The skeleton of a coral is made of the calcium carbonate material aragonite and the growth of their skeletons is reduced by OA. The waters of the Greater Caribbean region are predominantly oligotrophic and similar to the subtropical gyre from which it receives most of its water (Gledhill et al., 2008). Whilst the often shallow water environments of coral reefs can make them a challenging region for EO instruments to collect data close to the coast, the oligotrophic nature of this region and the similarities in water type across the whole region makes this an ideal region for the development of novel products within Pathfinders-OA.

This case study region will also enable us to easily compare and contrast the results from our novel algorithms with the in situ data and outputs collected and generated by the US NOAA experimental Ocean Acidification Product Suite (OAPS, Gledhill et al., 2008), which was based around providing an assessment of ongoing acidification, and monthly monitoring of ΩA and pH, for the Greater Caribbean region.

Greater Caribbean case study region, also showing the location of the Gulf of Mexico. SOCAT CO2 data points (red dots) are also displayed, as an example dataset.

The Caribbean region is of particular interest for monitoring OA because of the potential detrimental impacts on coral species (Kroeker et al., 2013).

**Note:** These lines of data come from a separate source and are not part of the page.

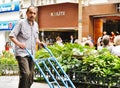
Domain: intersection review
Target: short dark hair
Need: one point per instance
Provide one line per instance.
(30, 7)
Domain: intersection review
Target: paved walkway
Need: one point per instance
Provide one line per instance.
(12, 82)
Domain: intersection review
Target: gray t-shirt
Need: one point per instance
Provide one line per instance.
(27, 34)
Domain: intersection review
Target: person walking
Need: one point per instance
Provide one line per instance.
(25, 35)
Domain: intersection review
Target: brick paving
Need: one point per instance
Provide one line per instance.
(12, 82)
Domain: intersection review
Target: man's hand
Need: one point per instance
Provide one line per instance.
(21, 45)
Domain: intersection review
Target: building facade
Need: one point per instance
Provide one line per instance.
(9, 14)
(99, 18)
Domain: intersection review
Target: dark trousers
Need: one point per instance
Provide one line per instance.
(26, 68)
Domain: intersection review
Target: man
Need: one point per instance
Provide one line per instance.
(25, 35)
(72, 39)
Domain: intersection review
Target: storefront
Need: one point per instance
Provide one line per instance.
(58, 19)
(99, 18)
(9, 14)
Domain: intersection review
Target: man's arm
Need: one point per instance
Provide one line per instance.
(13, 39)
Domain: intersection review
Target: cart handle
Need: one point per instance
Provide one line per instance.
(48, 50)
(45, 47)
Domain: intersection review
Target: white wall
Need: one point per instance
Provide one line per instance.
(2, 41)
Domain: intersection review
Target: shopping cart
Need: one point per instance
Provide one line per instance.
(64, 78)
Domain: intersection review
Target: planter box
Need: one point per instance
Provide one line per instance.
(90, 80)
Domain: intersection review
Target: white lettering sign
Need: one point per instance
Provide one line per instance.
(59, 13)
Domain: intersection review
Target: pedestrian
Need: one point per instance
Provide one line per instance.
(25, 35)
(72, 39)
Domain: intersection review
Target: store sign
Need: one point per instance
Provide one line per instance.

Indeed numerous studies have shown a net decline in coral calcification rates in accordance with declining calcium carbonate saturation state (Langdon and Atkinson, 2005). The OAPS project utilized NOAA OI-AVHRR sea surface temperature (SST), NOAA NCEP mean Sea Level Pressure (SLP) and NOAA WOA94 sea surface salinity (SSS) data to formulate pCO2 and AT fields over a 1⁄4-degree grid using empirical algorithms. pCO2 and AT , together with the SST and SSS, were used to compute ΩA using CO2sys (Lewis and Wallace, 1998). This region therefore provides an ideal case study not only to develop algorithms representative of a shallow, oligotrophic environment, but importantly to validate and verify the OA products developed from ESA satellite data, as well as from the novel use of SMOS for salinity. The results from this case study will provide an indication of how the algorithm performance would translate to other oligotrophic coral waters (e.g. reef  systems in the Pacific Ocean).

The Amazon plume

The Amazon plume, south of the Greater Caribbean, is the largest freshwater discharge source in the world (209 000 m3/sec), and the region has recently been associated with increased hurricane intensity. It can cause sea surface salinity decreases of several PSU many hundreds of kilometers from land, and has an area that seasonally can reach 106 km2.

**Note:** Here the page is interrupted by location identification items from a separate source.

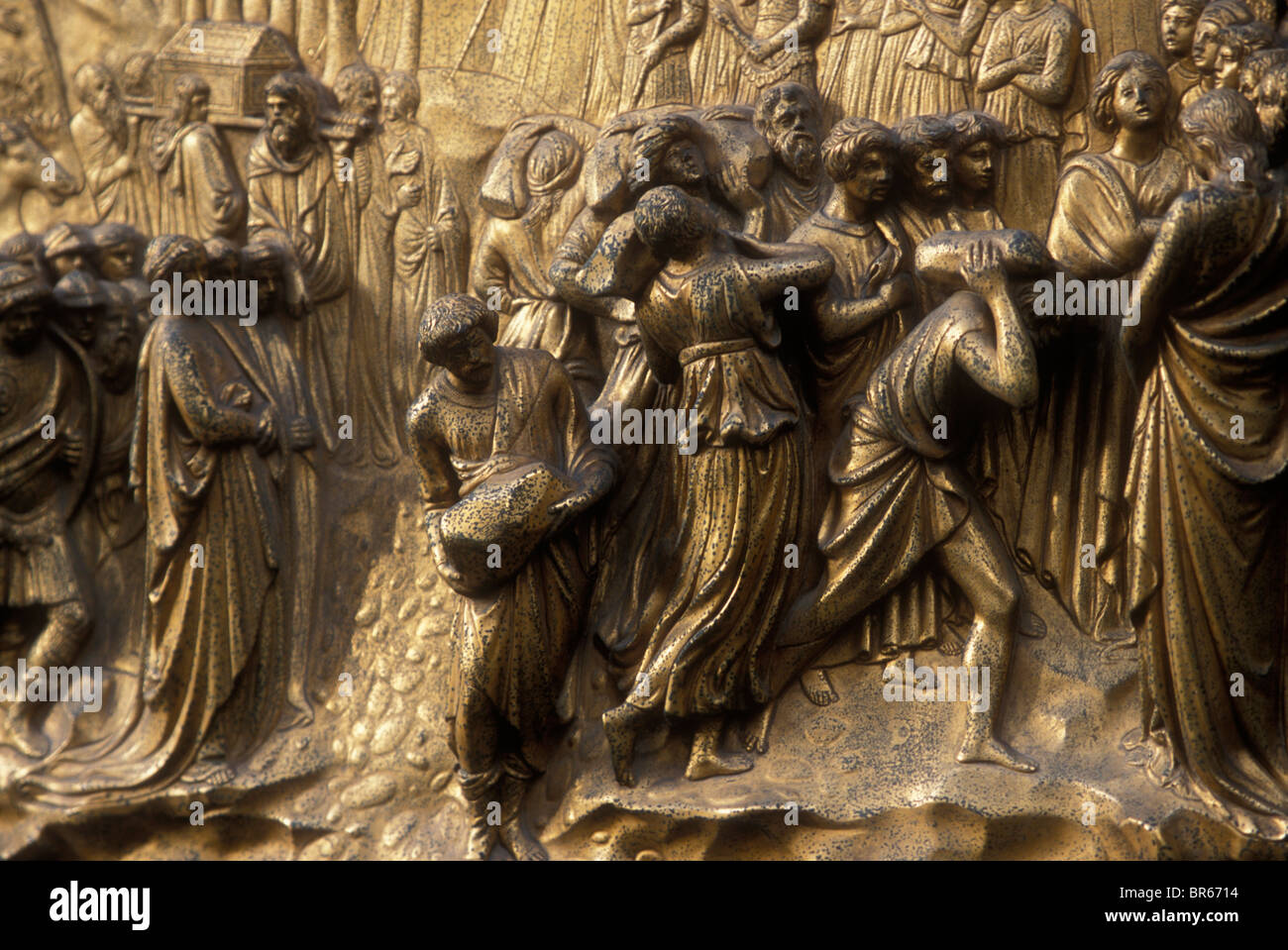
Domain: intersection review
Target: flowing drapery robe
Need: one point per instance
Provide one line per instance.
(738, 492)
(1060, 482)
(266, 352)
(372, 321)
(632, 528)
(669, 80)
(511, 646)
(1209, 529)
(849, 63)
(303, 206)
(213, 617)
(39, 490)
(201, 194)
(898, 492)
(123, 200)
(866, 255)
(421, 273)
(713, 64)
(930, 78)
(515, 255)
(1029, 166)
(790, 201)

The plume is typically up a 1 m deep and creates a substantial near-surface barrier layer that inhibits mixing and warms the sea surface  temperature (Grodsky et al., 2012).  These characteristics make it an ideal test bed for remote sensing algorithms, particularly the SSS sensors  of SMOS and Aquarius, which feature a trade-off between spatial resolution and accuracy.  Therefore the region provides an ideal test site to evaluate the full capability of the project algorithms and methods.